Hoppus: It’s almost, it’s more than a whole other record, it’s a double album at this point and it’s more of an extension of what we did in the studio earlier. Some of the songs were songs that we did not put on the first album, but are great songs. And some are brand new that we just wrote last week, a lot of high-energy songs, punk rock, some more ballad-y songs, a little more electronic experimentation, it’s a good mix. It’s not a collection of throwaway songs, it’s like a whole other album.

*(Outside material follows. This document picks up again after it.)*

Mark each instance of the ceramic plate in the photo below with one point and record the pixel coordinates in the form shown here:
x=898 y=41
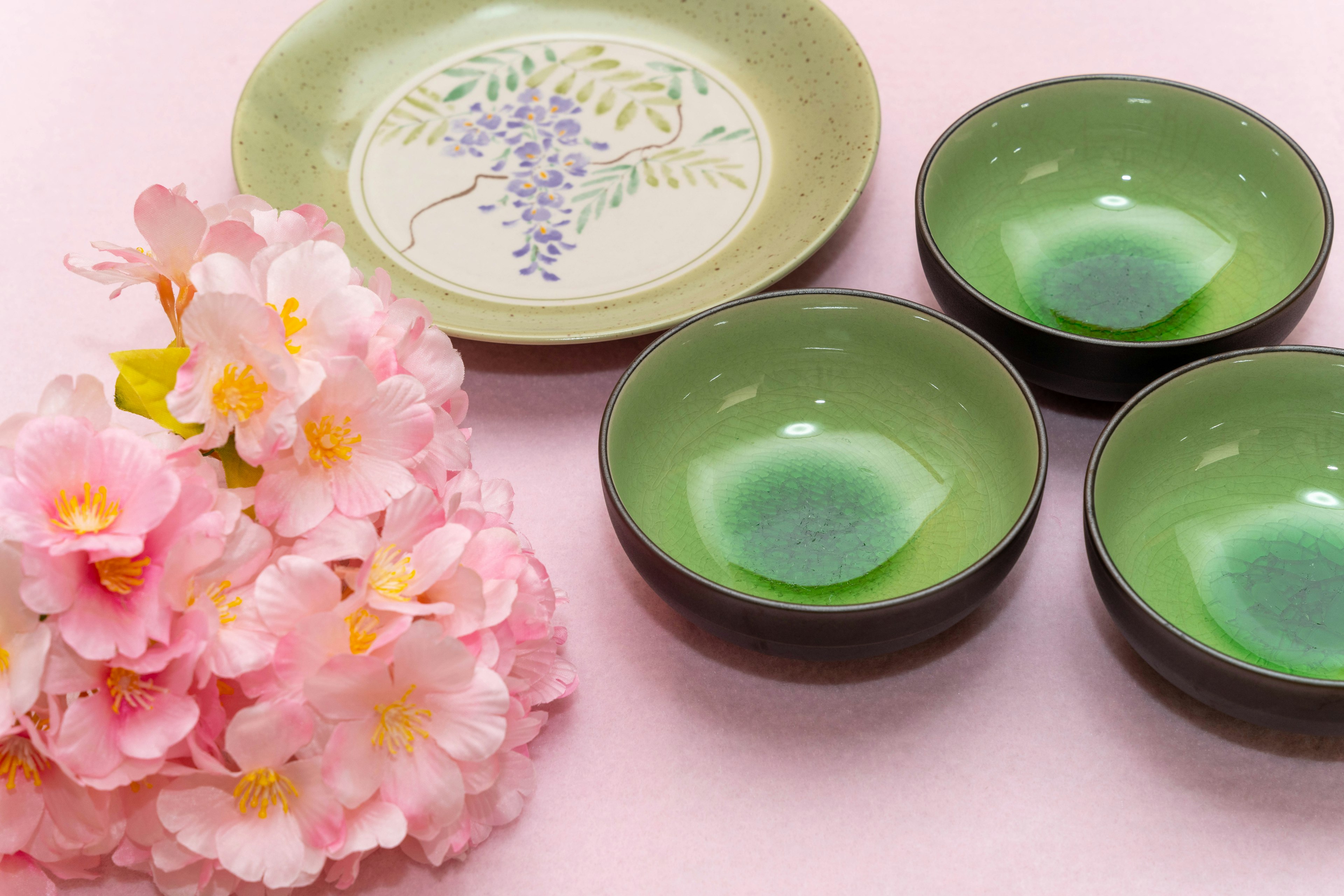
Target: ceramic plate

Barker: We’re working on the deluxe album and I got in a conversation with [producer John] Feldmann this morning. I was like, “Dude, we got a problem, the deluxe album might even be better than California.” It’s a good problem to have, but, oh shit, it’s incredible. It’s kind of like a mind f— because it should almost be a new album. But it just goes to show how natural and organic things are happening and how fun this process has been because it’s not hard to go write great songs and make fun music that we love creating and listening to. And the results are great. The deluxe album will be neck-and-neck with California. It’s in no way fillers.
Are there songs you are particularly excited to play?
Barker: Yeah, there are like four songs that didn’t make the album that we’re putting on there. But then there are brand-new songs like “Wildfire” and “Parking Lot” and “Misery” that are all so f—ing strong, man. It’s amazing. We started writing maybe a week and a half ago and I think we have 14 songs. It’s a good problem to have. I’m really excited about this deluxe edition. It’s gonna be incredible.
Hoppus: There’s a song called “Misery” that we just wrote and a song called “Wildfire” that are both pretty high-energy, anthemic, huge choruses, I think will go over really well.
You just headlined KROQ Almost Acoustic Christmas. Looking back on the year in alternative radio, what is the state of rock these days?
Barker: For me, two of the headliners, us and Green Day, both rooted in punk rock, it’s outstanding, it’s f—ing awesome. It was a little weird for me when rock music was folky for the last couple of years. It wasn’t rock and roll to me, so seeing Acoustic Christmas this year, it just seemed like it had more balls and was a little bit more dangerous and more fun and more exciting.
Do you it’s a response to the current political climate?
Barker: Yeah, it’s gonna spark a lot of great music. It’s gonna be how the ‘80s were, there’s tons of great music coming out ’cause of the nature of our country. And, at the same time, we’re not much of a political band. There were bands like Public Enemy in hip-hop, they were really standing for something, they had a political message that most hip-hop bands didn’t have. So I think it’s definitely gonna spark something through a lot of different genres of music, particularly punk rock, rock and roll and hip-hop. Hopefully that will bring the edge and aggression of rock you felt was missing.
Barker: Absolutely, it’s nice right now. I can turn on KROQ, obviously I love when Blink-182 has an album out, but Green Day has a new album out and Rancid is recording an album right now and I just love hearing our genre of music and bands still moving the airwaves with their music, it makes me happy. I love that, I’d much rather listen to that than some of the other stuff that’s existed for the last couple of years.